As Deputies are aware, the way in which the Minister decided to form his Reserve was not by introducing proposals for legislation to that end and securing their passage through the Dáil but by straining the powers given him under the Act of 1923. He enlists men into the Army and then, without any period of training, transfers them to the Reserve. I think it is due to that particular method of procedure that the Volunteer Reserve has been what can be described as a hopeless failure. Announcements appeared in the Press some months ago that some 50,000 recruits were required, and, according to the official organ of Cumann na nGaedheal, as has been pointed out by Deputy Aiken, 600 recruits offered themselves in Dublin and 300 have been accepted. I think that I remember reading in the newspapers of the formation of a half battalion in Templemore area on the understanding that it would not be asked to fight in any year earlier than the month of November. If my recollection is not correct I withdraw the statement, but I think that was the promise given to that particular battalion. However, comparatively speaking, the formation has been a failure, and I suggest it has been a failure not so much because the people of the country do not want a reserve force as because of the methods which the Minister adopted to create it.

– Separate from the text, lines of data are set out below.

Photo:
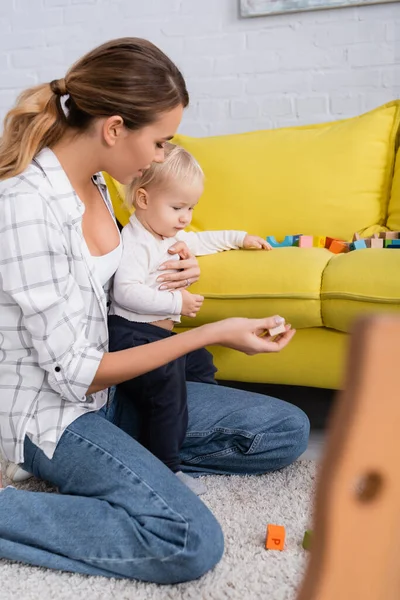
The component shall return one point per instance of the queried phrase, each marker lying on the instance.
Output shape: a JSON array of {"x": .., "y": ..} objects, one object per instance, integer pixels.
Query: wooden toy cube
[
  {"x": 319, "y": 241},
  {"x": 305, "y": 241},
  {"x": 277, "y": 330},
  {"x": 275, "y": 537},
  {"x": 307, "y": 540}
]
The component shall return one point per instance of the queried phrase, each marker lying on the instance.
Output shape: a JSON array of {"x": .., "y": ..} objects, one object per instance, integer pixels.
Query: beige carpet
[{"x": 244, "y": 506}]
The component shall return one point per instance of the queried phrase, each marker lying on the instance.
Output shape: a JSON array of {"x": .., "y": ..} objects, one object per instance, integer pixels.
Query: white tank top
[{"x": 107, "y": 264}]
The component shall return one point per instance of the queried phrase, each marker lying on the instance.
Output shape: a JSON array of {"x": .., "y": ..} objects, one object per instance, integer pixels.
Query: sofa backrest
[
  {"x": 393, "y": 221},
  {"x": 327, "y": 179}
]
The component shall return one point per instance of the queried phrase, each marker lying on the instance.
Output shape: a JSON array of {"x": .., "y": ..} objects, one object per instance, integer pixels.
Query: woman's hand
[
  {"x": 254, "y": 241},
  {"x": 251, "y": 336},
  {"x": 186, "y": 271}
]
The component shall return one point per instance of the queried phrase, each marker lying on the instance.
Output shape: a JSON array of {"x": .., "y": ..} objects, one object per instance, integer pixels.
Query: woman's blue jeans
[{"x": 120, "y": 511}]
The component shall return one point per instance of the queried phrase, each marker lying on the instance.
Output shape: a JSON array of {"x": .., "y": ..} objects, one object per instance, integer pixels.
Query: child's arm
[
  {"x": 211, "y": 242},
  {"x": 131, "y": 292}
]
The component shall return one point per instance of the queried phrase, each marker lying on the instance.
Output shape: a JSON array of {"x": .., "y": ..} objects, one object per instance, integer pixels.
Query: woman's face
[{"x": 134, "y": 151}]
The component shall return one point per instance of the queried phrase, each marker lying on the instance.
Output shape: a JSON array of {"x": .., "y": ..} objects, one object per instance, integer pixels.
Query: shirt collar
[{"x": 56, "y": 176}]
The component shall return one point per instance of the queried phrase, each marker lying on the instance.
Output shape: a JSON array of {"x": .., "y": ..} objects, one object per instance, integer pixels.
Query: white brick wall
[{"x": 242, "y": 74}]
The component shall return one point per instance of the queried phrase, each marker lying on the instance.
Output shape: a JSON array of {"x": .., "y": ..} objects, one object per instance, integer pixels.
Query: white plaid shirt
[{"x": 53, "y": 310}]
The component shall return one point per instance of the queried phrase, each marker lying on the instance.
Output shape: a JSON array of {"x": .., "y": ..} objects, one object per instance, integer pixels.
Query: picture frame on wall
[{"x": 258, "y": 8}]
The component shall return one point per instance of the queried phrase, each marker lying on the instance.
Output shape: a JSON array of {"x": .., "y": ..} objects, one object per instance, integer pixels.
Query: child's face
[{"x": 171, "y": 210}]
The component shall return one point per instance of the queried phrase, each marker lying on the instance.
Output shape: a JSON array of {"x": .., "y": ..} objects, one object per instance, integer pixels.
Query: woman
[{"x": 120, "y": 512}]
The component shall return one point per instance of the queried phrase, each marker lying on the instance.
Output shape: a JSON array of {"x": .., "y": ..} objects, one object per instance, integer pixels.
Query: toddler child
[{"x": 164, "y": 197}]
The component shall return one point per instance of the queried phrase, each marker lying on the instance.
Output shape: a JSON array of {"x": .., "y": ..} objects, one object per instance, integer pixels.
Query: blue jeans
[{"x": 123, "y": 513}]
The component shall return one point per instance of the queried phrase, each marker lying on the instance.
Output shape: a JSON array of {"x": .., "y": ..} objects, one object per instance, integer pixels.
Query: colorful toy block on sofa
[{"x": 290, "y": 181}]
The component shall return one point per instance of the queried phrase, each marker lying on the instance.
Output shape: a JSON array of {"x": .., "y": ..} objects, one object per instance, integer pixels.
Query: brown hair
[
  {"x": 129, "y": 77},
  {"x": 178, "y": 166}
]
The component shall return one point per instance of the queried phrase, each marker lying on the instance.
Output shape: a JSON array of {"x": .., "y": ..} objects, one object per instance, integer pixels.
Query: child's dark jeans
[{"x": 160, "y": 395}]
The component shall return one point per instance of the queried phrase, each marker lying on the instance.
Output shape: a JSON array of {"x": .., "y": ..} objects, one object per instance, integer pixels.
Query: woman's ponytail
[{"x": 36, "y": 121}]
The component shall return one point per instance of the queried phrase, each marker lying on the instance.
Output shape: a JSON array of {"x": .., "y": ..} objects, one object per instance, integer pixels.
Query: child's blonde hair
[{"x": 178, "y": 165}]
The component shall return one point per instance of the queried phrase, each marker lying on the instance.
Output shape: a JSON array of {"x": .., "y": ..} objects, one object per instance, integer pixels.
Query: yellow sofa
[{"x": 331, "y": 179}]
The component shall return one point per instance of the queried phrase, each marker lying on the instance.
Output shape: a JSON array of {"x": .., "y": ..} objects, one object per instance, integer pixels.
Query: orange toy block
[
  {"x": 275, "y": 537},
  {"x": 319, "y": 241},
  {"x": 305, "y": 241}
]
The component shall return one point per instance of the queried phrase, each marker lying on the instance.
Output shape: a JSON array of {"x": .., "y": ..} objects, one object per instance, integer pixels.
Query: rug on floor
[{"x": 244, "y": 506}]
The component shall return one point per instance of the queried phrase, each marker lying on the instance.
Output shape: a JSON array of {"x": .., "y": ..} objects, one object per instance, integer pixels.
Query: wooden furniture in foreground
[{"x": 355, "y": 552}]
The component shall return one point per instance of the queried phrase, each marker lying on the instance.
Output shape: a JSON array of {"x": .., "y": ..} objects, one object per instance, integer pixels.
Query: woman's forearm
[{"x": 117, "y": 367}]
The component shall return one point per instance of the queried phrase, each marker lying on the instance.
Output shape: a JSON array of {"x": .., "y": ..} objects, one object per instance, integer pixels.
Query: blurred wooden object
[{"x": 355, "y": 553}]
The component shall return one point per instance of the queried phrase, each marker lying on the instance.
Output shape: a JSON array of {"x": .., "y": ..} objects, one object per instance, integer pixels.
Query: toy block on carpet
[
  {"x": 319, "y": 241},
  {"x": 286, "y": 242},
  {"x": 338, "y": 247},
  {"x": 275, "y": 537},
  {"x": 358, "y": 245},
  {"x": 376, "y": 243},
  {"x": 277, "y": 330},
  {"x": 305, "y": 241},
  {"x": 307, "y": 540}
]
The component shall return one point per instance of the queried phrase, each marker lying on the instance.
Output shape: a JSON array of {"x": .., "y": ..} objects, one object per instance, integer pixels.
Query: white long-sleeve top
[{"x": 136, "y": 295}]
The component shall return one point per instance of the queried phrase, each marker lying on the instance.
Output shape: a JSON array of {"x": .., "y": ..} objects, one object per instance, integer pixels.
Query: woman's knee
[
  {"x": 204, "y": 550},
  {"x": 297, "y": 427},
  {"x": 200, "y": 551}
]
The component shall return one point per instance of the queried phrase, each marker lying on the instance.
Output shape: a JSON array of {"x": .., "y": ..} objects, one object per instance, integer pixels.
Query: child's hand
[
  {"x": 253, "y": 241},
  {"x": 191, "y": 303}
]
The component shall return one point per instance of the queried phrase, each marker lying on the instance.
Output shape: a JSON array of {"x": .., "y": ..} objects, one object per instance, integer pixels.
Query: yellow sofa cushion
[
  {"x": 393, "y": 222},
  {"x": 326, "y": 179},
  {"x": 364, "y": 281},
  {"x": 247, "y": 283}
]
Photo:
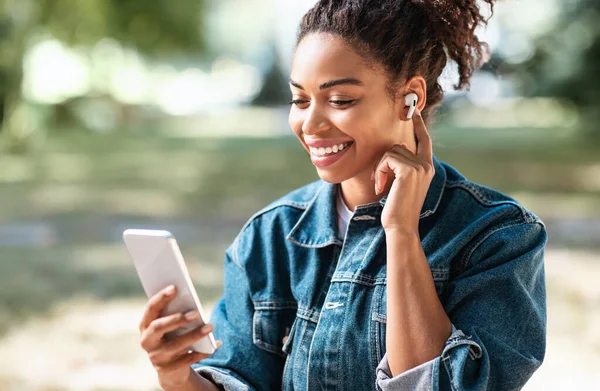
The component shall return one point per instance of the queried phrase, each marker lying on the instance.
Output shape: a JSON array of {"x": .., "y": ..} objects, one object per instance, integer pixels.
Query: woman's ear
[{"x": 416, "y": 86}]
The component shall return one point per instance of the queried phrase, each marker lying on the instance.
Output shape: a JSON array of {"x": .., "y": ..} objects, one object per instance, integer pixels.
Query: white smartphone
[{"x": 159, "y": 263}]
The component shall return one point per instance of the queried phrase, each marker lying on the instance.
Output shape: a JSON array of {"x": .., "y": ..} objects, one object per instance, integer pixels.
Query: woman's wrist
[{"x": 195, "y": 382}]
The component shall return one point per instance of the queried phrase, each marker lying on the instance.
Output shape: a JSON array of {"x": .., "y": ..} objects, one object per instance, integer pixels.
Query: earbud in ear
[{"x": 411, "y": 101}]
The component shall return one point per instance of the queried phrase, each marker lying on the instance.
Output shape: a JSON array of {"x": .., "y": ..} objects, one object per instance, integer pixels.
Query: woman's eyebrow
[{"x": 332, "y": 83}]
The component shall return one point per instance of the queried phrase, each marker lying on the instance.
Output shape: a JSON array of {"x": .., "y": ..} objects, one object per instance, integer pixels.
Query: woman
[{"x": 392, "y": 272}]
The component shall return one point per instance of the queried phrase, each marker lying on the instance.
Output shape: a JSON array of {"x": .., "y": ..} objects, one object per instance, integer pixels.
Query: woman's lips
[{"x": 323, "y": 161}]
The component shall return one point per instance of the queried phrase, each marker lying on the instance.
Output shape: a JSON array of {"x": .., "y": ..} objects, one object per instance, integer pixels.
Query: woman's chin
[{"x": 331, "y": 177}]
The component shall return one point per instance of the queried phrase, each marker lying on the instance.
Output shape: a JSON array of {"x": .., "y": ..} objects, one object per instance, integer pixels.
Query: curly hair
[{"x": 407, "y": 37}]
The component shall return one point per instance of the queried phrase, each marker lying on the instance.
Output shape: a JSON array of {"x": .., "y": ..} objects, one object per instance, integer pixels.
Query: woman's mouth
[{"x": 322, "y": 157}]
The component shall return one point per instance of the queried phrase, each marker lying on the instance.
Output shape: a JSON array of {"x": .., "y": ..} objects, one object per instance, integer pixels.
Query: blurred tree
[
  {"x": 155, "y": 28},
  {"x": 566, "y": 63},
  {"x": 275, "y": 87}
]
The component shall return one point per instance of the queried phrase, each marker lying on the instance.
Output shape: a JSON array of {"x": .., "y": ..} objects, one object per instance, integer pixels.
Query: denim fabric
[{"x": 304, "y": 310}]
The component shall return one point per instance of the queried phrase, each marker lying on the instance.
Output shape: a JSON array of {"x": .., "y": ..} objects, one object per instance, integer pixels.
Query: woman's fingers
[
  {"x": 173, "y": 350},
  {"x": 152, "y": 335},
  {"x": 393, "y": 161},
  {"x": 182, "y": 342},
  {"x": 424, "y": 145},
  {"x": 155, "y": 305}
]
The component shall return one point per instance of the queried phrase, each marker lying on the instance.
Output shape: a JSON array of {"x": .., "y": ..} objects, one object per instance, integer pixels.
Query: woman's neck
[{"x": 361, "y": 191}]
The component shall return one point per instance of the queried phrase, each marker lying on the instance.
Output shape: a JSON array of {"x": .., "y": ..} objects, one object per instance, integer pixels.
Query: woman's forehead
[{"x": 325, "y": 56}]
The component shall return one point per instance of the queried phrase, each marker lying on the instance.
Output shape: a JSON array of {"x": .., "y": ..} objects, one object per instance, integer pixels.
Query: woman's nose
[{"x": 314, "y": 124}]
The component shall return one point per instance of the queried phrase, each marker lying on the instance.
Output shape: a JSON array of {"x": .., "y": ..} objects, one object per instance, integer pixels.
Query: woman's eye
[
  {"x": 298, "y": 102},
  {"x": 342, "y": 102}
]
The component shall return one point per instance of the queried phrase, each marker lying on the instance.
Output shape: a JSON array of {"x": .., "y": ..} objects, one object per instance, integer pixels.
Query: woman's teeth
[{"x": 329, "y": 150}]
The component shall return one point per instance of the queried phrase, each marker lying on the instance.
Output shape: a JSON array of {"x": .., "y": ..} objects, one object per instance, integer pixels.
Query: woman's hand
[
  {"x": 170, "y": 359},
  {"x": 413, "y": 174}
]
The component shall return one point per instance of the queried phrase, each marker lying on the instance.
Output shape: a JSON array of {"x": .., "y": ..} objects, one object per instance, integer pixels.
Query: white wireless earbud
[{"x": 411, "y": 101}]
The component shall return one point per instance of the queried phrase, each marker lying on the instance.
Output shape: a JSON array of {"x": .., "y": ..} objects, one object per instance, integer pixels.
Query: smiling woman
[{"x": 393, "y": 271}]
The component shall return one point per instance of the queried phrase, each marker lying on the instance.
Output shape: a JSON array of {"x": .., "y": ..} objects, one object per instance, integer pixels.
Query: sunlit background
[{"x": 173, "y": 115}]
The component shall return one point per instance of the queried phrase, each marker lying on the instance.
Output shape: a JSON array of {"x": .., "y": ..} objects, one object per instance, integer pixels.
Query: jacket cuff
[
  {"x": 222, "y": 378},
  {"x": 424, "y": 376},
  {"x": 417, "y": 378}
]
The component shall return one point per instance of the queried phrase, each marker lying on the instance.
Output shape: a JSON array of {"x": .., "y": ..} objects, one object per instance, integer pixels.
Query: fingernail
[{"x": 191, "y": 315}]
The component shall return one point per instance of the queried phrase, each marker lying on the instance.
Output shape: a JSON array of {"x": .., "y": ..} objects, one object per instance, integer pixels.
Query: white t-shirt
[{"x": 344, "y": 215}]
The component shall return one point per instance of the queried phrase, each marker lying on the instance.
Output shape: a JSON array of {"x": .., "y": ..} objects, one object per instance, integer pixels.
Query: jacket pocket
[
  {"x": 271, "y": 325},
  {"x": 379, "y": 318}
]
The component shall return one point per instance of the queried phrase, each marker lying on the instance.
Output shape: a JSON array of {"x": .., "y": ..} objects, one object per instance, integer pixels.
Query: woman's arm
[
  {"x": 417, "y": 326},
  {"x": 497, "y": 309}
]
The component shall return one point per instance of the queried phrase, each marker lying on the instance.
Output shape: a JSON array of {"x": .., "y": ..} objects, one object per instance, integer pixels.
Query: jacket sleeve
[
  {"x": 238, "y": 364},
  {"x": 497, "y": 307}
]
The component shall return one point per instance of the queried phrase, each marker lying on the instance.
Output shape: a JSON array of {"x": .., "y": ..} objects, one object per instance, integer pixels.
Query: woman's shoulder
[
  {"x": 479, "y": 220},
  {"x": 280, "y": 215},
  {"x": 295, "y": 201},
  {"x": 480, "y": 201}
]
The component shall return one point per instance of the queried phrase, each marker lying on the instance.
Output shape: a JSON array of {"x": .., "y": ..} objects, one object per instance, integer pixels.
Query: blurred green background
[{"x": 173, "y": 115}]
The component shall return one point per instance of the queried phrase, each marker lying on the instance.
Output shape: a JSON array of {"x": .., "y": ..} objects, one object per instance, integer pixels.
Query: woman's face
[{"x": 340, "y": 101}]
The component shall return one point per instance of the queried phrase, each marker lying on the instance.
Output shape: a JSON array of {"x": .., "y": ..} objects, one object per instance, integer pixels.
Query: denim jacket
[{"x": 305, "y": 310}]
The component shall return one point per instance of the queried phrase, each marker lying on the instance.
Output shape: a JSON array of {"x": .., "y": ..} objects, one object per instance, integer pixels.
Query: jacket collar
[{"x": 317, "y": 226}]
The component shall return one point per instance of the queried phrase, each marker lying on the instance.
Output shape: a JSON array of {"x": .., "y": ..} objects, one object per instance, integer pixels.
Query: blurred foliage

The first official announcement of the impending creation of the force was made by the Minister in his speech, of all places in the world, at the Dublin Rotary Club dinner. There were contained in that speech references not merely to the Volunteer Reserve Force but to the good work done by the Cumann na nGaedheal Ministers. In other words, from the very beginning, the Volunteer Reserve Force was linked up with the political party of which the Minister is a member. Persons offering themselves for enlistment in the force are, I understand, required to subscribe to a declaration or oath which they are informed immediately afterwards ceases to be operative in consequence of their transfer to the Reserve. That oath requires them not to be a member of or to subscribe to any political society or organisation, to give good and true and faithful service to the Oireachtas and the Government of Saorstát Eireann under the Constitution, and to defend the country against all enemies whomsoever.

In the propaganda matter issued by the Department of Defence to secure recruits for this Reserve it was described as a citizen army, and they emphasised the necessity and the duty of every young able-bodied man being trained and organised to defend his country against aggression. But I think it will be obvious that a citizen army will not be created if the members of it have as a first step to declare by oath that they will not exercise one of the fundamental rights of citizenship, and that is the right to influence political matters through political organisations. Throughout the whole period during which this force was being planned and organised a definite impression was created that it was not to be an army designed to defend the country against external aggression, but a sort of Fascist force at the disposal of the present Executive Council. I do not wish to imply that I think the Executive Council had that view in mind; it was the clumsy methods which they adopted which resulted in the creation of that impression. We have had very definite assurances from the Minister that the Army is and will be a non-political force, giving the same loyalty to one Government elected by this Dáil as it gives to any other Government. We have been always glad to have such assurances. We hope that time will prove these statements to be facts. It is, however, somewhat extraordinary that officers of the Army when they are discharged, placed on the Reserve, given gratuities and allowed to exercise all the rights of citizens, always prove to be the most vituperative opponents of Fianna Fáil. It is not necessary to go outside the membership of the Dáil to get proof of the truth of that statement. I am quite certain that the amount of spleen which these members of this House possess was not suddenly acquired by them on the day on which they took off the Army uniform. It had obviously been stored up during a long period, when they could not give expression to it, and is poured out with particular volume and force as soon as the brakes are taken off. I hope that was a mere coincidence, and that the particular individuals to whom I refer are not typical of the officers of the Army or of the Volunteer Reserve.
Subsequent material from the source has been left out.